Music: Graylight Campfire this Wednesday, Dec. 12, at 8 PM

Graylight Campfire plays the Best Video Performance Space this Wednesday, Dec. 12. (The Happy Ending show originally scheduled for this day will take place the next night, Dec. 13.) The music starts promptly at 8 PM. The cover charge for this show is $5.

Graylight Campfire’s debut CD “All Are Welcome…Some May Stay” is the sound of a dream being dreamt in a moving car. The rhythm of the road intrudes and coaxes us, produces pretty views of the sun going down over the dirty Sound and of the new century’s American landscape; of the highway more traveled and the hundred years of popular music that beams in from long gone radio stations, where Lester Flatt and Jimi Hendrix sound natural playing aside each other, where The Grand Ole Opry goes electric and distorts into the sound of factories closing and money tight, where a voice howls back to the history of howling, of wolves and Wolf.  Where Harry Smith-gone-psychedelic frames songs about loss and songs about hope and songs about whiskey and smoke and relationships that save your life and lay waste to you.

Graylight Campfire’s “All Are Welcome…” is a blues record in weight, a country record in accent and an Appalachian folk tale in longing. It’s a Rock And Roll record.

Dave Hogan (guitars/vocals) and Brian O’Callaghan (bass/vocals) cut their teeth in The Rafter Bats, who garnered a diehard following on the Northeastern festival circuit, as recognized in the media the likes of Relix and Dirty Linen magazines, in addition to multiple awards as ‘Bluegrass’ and Roots Rock’ champions in local press (The Fairfield County Weekly, New Haven Advocate).

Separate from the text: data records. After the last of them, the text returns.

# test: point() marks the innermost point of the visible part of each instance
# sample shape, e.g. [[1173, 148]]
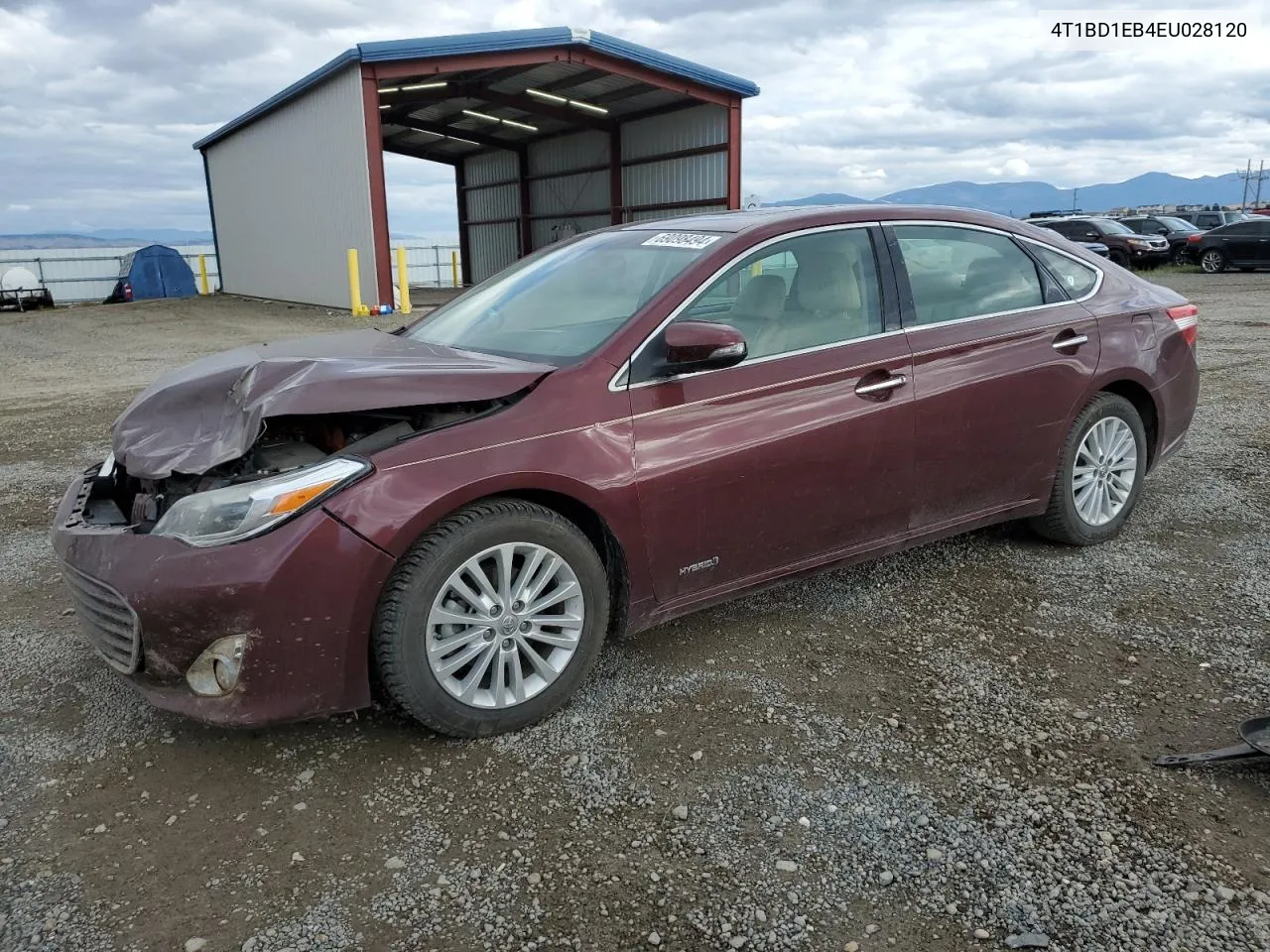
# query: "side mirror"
[[701, 345]]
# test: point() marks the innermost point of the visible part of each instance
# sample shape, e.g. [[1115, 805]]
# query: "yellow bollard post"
[[354, 286], [403, 282]]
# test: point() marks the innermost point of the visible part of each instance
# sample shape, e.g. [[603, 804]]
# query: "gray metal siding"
[[291, 194], [702, 177], [543, 234], [686, 128], [493, 203], [490, 167], [568, 153], [568, 194], [492, 248]]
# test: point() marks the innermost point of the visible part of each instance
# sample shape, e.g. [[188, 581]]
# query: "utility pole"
[[1248, 178]]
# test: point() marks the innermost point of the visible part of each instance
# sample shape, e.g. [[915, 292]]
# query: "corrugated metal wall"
[[495, 245], [564, 200], [579, 202], [299, 172], [702, 177]]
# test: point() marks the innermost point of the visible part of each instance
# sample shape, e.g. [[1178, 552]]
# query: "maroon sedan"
[[612, 431]]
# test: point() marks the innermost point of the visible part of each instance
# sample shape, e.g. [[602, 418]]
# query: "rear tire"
[[1213, 261], [409, 644], [1092, 495]]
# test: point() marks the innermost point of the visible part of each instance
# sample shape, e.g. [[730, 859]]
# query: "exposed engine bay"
[[286, 443]]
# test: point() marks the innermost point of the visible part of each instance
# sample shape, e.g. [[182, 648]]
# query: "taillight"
[[1187, 317]]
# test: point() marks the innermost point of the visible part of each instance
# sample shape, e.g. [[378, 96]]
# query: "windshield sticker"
[[681, 239]]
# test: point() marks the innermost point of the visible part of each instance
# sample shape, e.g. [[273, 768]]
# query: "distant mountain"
[[105, 238], [1020, 198], [824, 198]]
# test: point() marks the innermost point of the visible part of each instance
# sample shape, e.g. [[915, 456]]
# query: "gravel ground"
[[947, 749]]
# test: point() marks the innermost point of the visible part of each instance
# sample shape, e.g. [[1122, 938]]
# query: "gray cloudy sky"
[[100, 99]]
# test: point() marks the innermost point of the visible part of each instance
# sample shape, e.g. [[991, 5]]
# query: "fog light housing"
[[214, 673]]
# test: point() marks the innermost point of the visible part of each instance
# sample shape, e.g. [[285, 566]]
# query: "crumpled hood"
[[211, 412]]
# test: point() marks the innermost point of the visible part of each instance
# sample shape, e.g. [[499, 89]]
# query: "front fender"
[[592, 465]]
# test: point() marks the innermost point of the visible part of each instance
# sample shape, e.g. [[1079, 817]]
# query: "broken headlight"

The love of acoustic music is what brought them together, but it was soon a shared love of music history. Of influences passed down and around, and of electricity.

Graylight Campfire was started as a notion but soon became all consuming; the three piece electric rock band is eternal and a tradition. It’s as old as ‘Stagger Lee’ in influence, in desire to get the point across with a voice, a warm and jagged slash of the Les Paul and a driving backbeat. When former ‘Bats drummer M.D. Rickers moved on, the seat was filled by Pete May, who brought the live bash and tight kick that drives the songs. After taking it on the road (most notably, taking part in The Gathering of the Vibes, unheard of for a new band), Graylight Campfire settled in to the studio to make a proper record…but they brought the road in with them. All the laughs and time spent riding, all the late night campfire folk and head rattling gigs, all the dancing, conscious and unconscious, all the kicks and tricks and alcohol. All the friends lost and remembered. You hear it all on “All Are Welcome… Some May Stay,” the recognition that songs can sell and tell and preach.  But the best songs commiserate with you and make  you laugh and let you bum a smoke.